That dilemma may explain why the sco.com site has been very slow to load for more than a day even though the anticipated DDoS from MyDoom-infected computers isn’t triggered until Sunday. The company has publicly attributed the outage to a DDoS, and has a history of failure deflecting such attacks. People have speculated that the current slowness of response from the site may be caused by traffic from infected machines with incorrect system dates, by seperate DDoS attacks unrelated to the virus, or simply by bona fide http traffic caused by the number of articles written recently that include a url to the SCO site.

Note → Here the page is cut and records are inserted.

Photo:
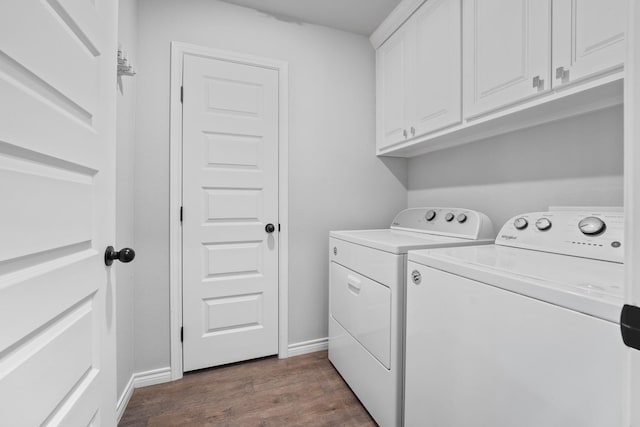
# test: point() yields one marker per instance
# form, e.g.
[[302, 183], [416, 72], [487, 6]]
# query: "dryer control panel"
[[452, 222], [587, 234]]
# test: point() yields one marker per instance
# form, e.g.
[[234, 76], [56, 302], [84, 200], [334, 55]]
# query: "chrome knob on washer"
[[543, 224], [592, 226], [520, 223]]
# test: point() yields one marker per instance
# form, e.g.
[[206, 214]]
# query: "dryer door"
[[363, 307]]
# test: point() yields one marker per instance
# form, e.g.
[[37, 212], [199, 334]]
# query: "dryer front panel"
[[363, 308]]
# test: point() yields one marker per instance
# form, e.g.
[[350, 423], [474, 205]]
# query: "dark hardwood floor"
[[300, 391]]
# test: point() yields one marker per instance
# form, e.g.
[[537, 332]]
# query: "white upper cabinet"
[[435, 67], [507, 52], [588, 38], [391, 81], [454, 71], [419, 75]]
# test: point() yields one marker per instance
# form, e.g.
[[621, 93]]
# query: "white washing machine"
[[521, 333], [366, 298]]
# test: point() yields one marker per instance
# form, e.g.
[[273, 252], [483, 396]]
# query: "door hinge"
[[630, 326]]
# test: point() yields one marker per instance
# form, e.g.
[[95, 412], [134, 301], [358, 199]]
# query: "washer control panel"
[[453, 222], [587, 234]]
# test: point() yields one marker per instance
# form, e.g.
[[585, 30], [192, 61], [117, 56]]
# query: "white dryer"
[[521, 333], [367, 298]]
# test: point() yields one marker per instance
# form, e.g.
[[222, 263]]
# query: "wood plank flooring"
[[300, 391]]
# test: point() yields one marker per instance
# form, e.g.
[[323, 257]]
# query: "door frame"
[[178, 51]]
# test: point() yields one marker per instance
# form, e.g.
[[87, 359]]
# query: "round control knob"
[[520, 223], [430, 215], [592, 226], [543, 224]]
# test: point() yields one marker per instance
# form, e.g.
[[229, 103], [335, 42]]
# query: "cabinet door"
[[588, 38], [507, 45], [391, 77], [435, 68]]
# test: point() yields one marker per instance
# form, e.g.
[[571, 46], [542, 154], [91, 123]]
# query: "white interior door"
[[507, 44], [230, 195], [57, 153], [632, 190]]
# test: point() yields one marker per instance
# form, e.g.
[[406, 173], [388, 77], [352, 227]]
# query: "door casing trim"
[[178, 50]]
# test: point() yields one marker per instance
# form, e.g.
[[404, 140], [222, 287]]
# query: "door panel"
[[436, 102], [57, 139], [506, 45], [588, 38], [392, 109], [230, 192]]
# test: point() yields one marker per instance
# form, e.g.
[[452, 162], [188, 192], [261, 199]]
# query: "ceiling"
[[356, 16]]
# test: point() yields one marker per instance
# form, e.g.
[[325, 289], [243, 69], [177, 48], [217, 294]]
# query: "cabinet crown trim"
[[396, 18]]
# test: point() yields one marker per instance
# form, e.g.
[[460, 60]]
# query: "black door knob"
[[123, 255]]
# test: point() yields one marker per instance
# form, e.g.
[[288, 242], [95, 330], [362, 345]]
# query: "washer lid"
[[589, 286], [399, 242]]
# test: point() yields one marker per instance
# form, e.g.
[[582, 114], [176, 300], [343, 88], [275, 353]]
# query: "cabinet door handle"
[[562, 73], [538, 83]]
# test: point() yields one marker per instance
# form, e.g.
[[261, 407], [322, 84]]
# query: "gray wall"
[[126, 103], [576, 161], [336, 182]]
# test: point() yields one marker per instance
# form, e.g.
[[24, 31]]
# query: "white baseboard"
[[152, 377], [124, 398], [304, 347], [141, 379]]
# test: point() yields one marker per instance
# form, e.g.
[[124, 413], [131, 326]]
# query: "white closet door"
[[588, 38], [57, 215], [507, 52], [230, 194], [436, 72]]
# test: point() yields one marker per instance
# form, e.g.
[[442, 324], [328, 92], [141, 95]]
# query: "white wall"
[[126, 103], [576, 161], [335, 180]]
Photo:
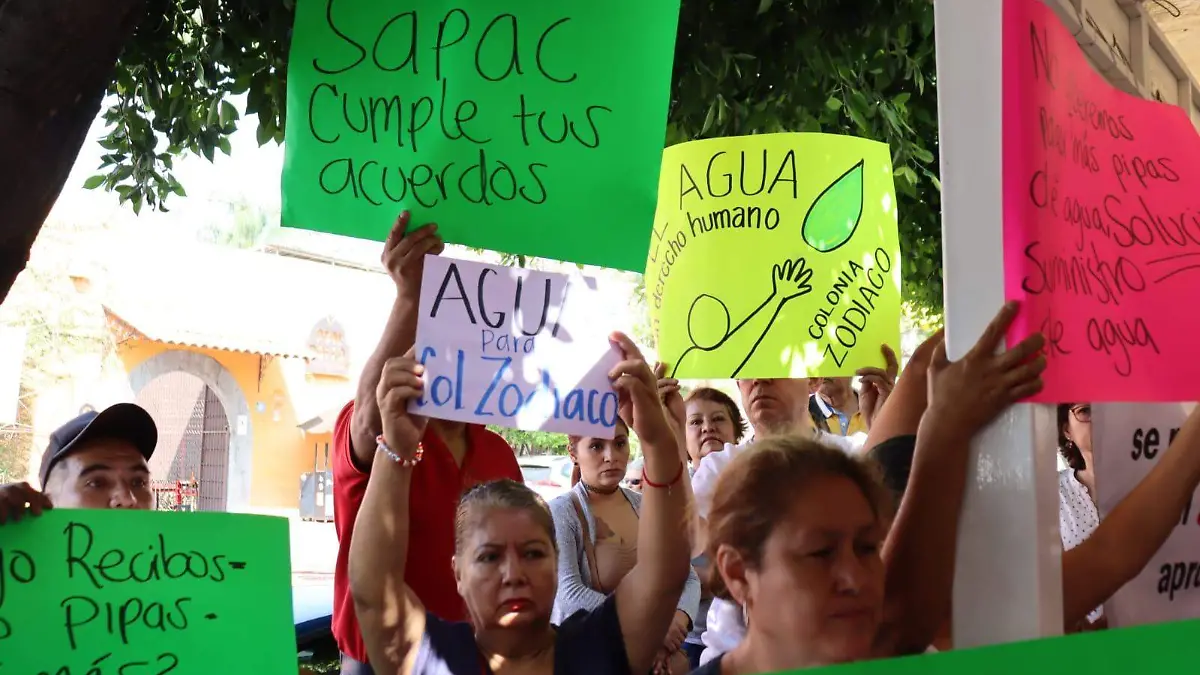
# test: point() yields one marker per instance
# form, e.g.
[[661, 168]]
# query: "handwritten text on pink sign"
[[1102, 221]]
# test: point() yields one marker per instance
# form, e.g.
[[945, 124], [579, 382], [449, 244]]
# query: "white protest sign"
[[514, 347], [1127, 440]]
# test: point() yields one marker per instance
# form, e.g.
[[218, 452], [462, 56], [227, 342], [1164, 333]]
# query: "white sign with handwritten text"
[[1127, 441], [514, 347]]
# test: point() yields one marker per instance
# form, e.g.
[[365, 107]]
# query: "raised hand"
[[403, 254], [637, 394], [877, 384], [670, 395], [970, 393], [400, 383], [791, 279], [17, 499]]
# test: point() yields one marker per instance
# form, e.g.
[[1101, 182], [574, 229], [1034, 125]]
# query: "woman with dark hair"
[[505, 560], [712, 420], [1078, 515], [803, 541], [597, 526]]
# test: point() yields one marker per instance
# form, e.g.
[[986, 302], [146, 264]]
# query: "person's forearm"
[[399, 334], [921, 549], [1129, 536], [904, 408], [379, 544], [663, 537]]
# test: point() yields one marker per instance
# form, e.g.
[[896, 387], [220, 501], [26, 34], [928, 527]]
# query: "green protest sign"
[[1163, 649], [528, 126], [145, 593]]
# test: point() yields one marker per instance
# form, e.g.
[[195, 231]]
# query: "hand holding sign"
[[877, 384], [400, 384], [972, 390], [637, 399], [403, 254]]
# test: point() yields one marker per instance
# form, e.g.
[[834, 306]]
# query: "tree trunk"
[[57, 58]]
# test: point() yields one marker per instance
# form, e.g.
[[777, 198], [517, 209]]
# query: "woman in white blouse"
[[1099, 557], [1078, 517]]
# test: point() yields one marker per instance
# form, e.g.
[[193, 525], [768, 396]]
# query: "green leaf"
[[708, 119], [833, 217], [228, 113]]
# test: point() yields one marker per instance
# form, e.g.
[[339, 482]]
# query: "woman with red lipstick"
[[597, 526], [505, 561], [802, 538], [712, 420]]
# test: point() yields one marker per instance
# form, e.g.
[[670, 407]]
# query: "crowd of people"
[[820, 529]]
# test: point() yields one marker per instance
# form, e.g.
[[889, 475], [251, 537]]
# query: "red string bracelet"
[[671, 484]]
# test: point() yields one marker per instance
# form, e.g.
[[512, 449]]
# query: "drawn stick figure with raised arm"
[[708, 321]]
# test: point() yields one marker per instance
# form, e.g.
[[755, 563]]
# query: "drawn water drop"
[[834, 215]]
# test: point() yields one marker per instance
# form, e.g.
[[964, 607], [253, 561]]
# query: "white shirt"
[[1078, 518], [725, 628]]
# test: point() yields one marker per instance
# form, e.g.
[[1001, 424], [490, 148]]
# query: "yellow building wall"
[[281, 452]]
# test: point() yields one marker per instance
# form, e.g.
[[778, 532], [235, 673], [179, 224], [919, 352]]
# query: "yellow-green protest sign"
[[145, 593], [527, 126], [774, 256]]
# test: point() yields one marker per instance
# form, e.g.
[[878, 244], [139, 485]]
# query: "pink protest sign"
[[1102, 221], [515, 347]]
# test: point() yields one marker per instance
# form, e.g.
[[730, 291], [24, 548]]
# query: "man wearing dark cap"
[[96, 460]]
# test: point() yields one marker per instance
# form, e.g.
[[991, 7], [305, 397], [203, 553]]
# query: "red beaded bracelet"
[[671, 484], [407, 463]]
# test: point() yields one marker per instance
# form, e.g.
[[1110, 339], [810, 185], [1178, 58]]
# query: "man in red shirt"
[[456, 458]]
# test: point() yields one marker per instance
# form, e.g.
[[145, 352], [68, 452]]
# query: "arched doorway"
[[233, 406], [191, 461]]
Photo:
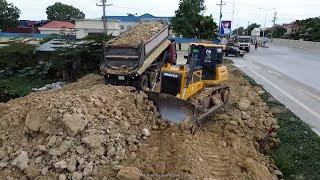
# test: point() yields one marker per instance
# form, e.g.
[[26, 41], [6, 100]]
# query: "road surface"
[[291, 75]]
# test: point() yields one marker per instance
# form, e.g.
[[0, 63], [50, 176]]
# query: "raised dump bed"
[[135, 57]]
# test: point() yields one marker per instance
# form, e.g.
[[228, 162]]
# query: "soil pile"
[[142, 32], [68, 133], [88, 130]]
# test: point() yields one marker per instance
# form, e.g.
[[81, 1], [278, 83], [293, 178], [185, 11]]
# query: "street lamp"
[[265, 19]]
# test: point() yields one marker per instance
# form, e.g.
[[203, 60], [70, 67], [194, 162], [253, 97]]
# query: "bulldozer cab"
[[206, 57]]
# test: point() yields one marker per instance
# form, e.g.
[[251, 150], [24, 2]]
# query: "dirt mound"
[[139, 33], [90, 130], [71, 131]]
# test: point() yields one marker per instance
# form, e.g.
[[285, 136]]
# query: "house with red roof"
[[58, 27]]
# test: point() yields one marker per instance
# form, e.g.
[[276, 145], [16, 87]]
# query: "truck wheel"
[[152, 79], [142, 83], [108, 81]]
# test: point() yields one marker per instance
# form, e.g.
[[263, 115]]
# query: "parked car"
[[232, 50]]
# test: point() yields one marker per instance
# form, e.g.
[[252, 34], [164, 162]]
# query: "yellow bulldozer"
[[193, 90]]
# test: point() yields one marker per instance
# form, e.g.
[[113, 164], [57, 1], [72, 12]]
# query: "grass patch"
[[298, 154]]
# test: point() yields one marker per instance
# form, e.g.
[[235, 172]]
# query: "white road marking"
[[314, 113]]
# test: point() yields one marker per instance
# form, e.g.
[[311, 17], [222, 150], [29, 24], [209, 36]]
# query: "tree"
[[279, 31], [63, 12], [9, 15], [239, 31], [251, 27], [189, 20]]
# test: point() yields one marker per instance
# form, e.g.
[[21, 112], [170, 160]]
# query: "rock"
[[22, 161], [63, 148], [222, 143], [100, 151], [76, 176], [88, 169], [32, 171], [52, 141], [129, 173], [111, 151], [42, 148], [80, 149], [245, 116], [145, 132], [72, 164], [33, 121], [44, 171], [62, 177], [60, 165], [258, 170], [244, 104], [3, 165], [74, 123], [93, 141]]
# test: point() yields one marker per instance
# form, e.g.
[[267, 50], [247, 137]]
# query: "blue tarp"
[[16, 35]]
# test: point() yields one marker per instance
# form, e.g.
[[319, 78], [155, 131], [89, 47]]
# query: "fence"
[[296, 43]]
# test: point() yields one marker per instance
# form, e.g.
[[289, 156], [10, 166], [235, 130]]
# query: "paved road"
[[291, 75]]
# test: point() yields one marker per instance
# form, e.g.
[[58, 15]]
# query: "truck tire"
[[108, 80], [142, 83], [152, 79]]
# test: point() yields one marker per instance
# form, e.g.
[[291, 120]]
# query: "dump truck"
[[137, 64]]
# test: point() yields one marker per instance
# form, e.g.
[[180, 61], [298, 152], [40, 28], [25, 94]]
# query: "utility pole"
[[221, 4], [104, 18], [274, 24]]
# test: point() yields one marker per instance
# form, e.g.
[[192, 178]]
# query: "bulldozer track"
[[202, 99]]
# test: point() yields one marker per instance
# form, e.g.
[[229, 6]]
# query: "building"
[[293, 27], [85, 27], [58, 27], [127, 22]]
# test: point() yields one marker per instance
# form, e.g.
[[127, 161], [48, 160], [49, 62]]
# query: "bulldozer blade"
[[172, 108]]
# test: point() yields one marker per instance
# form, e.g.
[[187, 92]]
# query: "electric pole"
[[274, 24], [104, 18], [221, 4]]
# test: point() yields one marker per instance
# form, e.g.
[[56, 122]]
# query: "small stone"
[[74, 123], [76, 176], [52, 141], [145, 132], [62, 177], [234, 123], [22, 161], [244, 104], [80, 149], [60, 165], [222, 143], [100, 151], [3, 165], [93, 141], [72, 164], [44, 171], [42, 148], [111, 151], [244, 116], [129, 173], [88, 169]]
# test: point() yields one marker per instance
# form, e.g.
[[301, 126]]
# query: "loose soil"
[[90, 130]]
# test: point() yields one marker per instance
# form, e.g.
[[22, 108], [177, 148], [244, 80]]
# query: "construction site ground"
[[121, 136]]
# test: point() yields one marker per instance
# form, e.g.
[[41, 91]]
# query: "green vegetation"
[[63, 12], [298, 154], [190, 22], [9, 15]]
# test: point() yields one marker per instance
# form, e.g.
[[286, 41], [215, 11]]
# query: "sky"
[[245, 11]]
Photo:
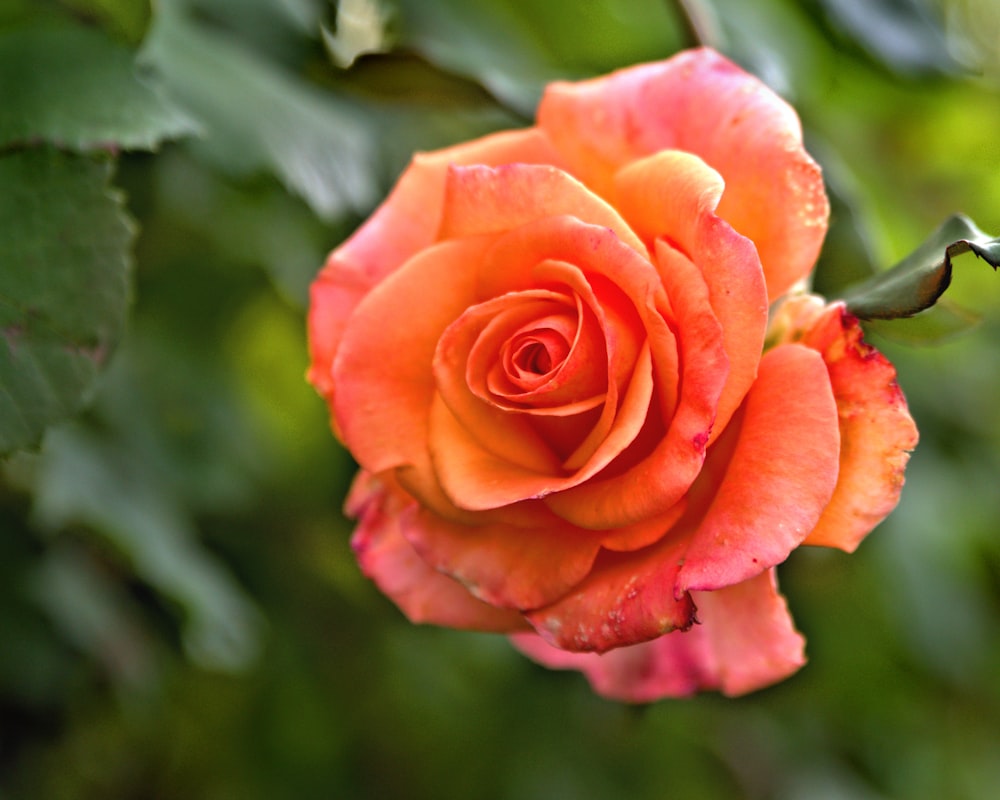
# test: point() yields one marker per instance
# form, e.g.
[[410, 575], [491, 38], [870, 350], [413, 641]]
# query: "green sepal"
[[916, 282]]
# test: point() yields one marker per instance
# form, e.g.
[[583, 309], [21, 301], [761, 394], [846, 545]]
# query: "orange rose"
[[546, 350]]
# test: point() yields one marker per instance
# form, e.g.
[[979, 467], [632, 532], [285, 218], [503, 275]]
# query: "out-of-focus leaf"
[[847, 257], [64, 285], [359, 29], [258, 116], [916, 282], [81, 479], [95, 615], [261, 225], [77, 88], [943, 321], [773, 39], [515, 48], [127, 19], [902, 34]]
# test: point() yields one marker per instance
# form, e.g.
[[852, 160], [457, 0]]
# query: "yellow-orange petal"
[[477, 478], [745, 641], [782, 454], [702, 103], [422, 594], [488, 200], [504, 565], [406, 223], [876, 431], [659, 479], [627, 598], [384, 377]]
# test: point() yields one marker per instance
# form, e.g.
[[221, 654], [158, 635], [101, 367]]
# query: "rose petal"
[[702, 103], [778, 479], [876, 431], [674, 194], [627, 598], [481, 200], [422, 594], [674, 665], [751, 634], [476, 478], [746, 641], [406, 223], [659, 479], [384, 388], [504, 565]]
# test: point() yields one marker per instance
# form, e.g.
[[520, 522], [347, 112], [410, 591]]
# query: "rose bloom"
[[549, 352]]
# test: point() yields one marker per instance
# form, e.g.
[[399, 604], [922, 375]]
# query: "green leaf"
[[513, 48], [916, 282], [127, 19], [64, 286], [83, 479], [259, 115], [76, 88]]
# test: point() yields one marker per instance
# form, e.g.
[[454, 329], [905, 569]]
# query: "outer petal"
[[876, 431], [700, 102], [422, 594], [778, 479], [502, 564], [407, 222], [384, 382], [626, 599], [746, 641], [481, 199]]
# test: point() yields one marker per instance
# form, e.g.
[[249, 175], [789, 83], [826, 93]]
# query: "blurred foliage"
[[180, 612]]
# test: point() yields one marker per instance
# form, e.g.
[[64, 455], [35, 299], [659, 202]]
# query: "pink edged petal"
[[738, 300], [666, 195], [674, 194], [422, 594], [383, 366], [704, 104], [751, 634], [503, 565], [675, 665], [876, 431], [779, 477], [482, 200], [406, 223], [627, 598], [745, 642]]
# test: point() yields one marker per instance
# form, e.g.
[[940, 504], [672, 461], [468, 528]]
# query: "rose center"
[[531, 356]]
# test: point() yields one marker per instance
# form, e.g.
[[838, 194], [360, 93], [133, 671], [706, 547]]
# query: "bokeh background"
[[180, 612]]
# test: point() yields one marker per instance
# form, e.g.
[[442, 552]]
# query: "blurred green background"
[[180, 612]]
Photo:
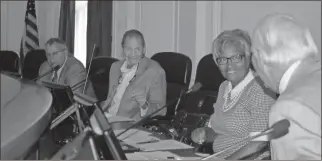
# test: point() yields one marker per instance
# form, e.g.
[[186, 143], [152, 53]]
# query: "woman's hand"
[[198, 135], [140, 97]]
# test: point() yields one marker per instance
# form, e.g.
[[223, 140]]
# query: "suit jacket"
[[72, 73], [150, 78], [300, 103]]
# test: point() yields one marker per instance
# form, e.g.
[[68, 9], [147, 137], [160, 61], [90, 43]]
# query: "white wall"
[[12, 22], [185, 27], [189, 27], [245, 14]]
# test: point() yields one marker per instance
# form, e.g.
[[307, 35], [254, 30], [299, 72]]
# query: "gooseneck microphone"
[[50, 71], [277, 130], [194, 88], [103, 123]]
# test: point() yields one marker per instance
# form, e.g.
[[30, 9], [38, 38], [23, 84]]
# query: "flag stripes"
[[29, 40]]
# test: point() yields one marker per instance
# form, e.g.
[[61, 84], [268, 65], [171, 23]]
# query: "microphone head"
[[280, 129], [282, 124], [195, 87], [56, 67]]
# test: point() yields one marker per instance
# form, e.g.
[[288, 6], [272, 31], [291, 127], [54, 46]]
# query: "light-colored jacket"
[[150, 78]]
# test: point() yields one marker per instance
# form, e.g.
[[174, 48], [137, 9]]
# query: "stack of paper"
[[112, 118], [161, 155], [134, 136], [157, 155], [164, 145]]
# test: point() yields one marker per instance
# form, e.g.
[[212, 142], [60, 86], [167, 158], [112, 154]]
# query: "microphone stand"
[[145, 118], [51, 70]]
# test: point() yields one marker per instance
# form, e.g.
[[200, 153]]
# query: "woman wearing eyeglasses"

The spread of the MyDoom worm variants may provide a sterner test for Microsoft than Blaster, which is estimated to have controlled 220,000 windows machines. Estimates of the number of computers infected by MyDoom range from 300,000 to as high as 600,000. Presently, Microsoft is using AKamai for DNS services, but is serving the front page of www.microsoft.com directly from Redmond.
% ping www.microsoft.com
PING www2.microsoft.akadns.net (126.96.36.199): 56 data bytes
%whois -a 188.8.131.52
OrgName: Microsoft Corp
Address: One Microsoft Way
NetRange: 184.108.40.206 – 220.127.116.11
It will be interesting to see if Microsoft introduces Akamai http caching for the front page of www.microsoft.com in the run up to Sunday.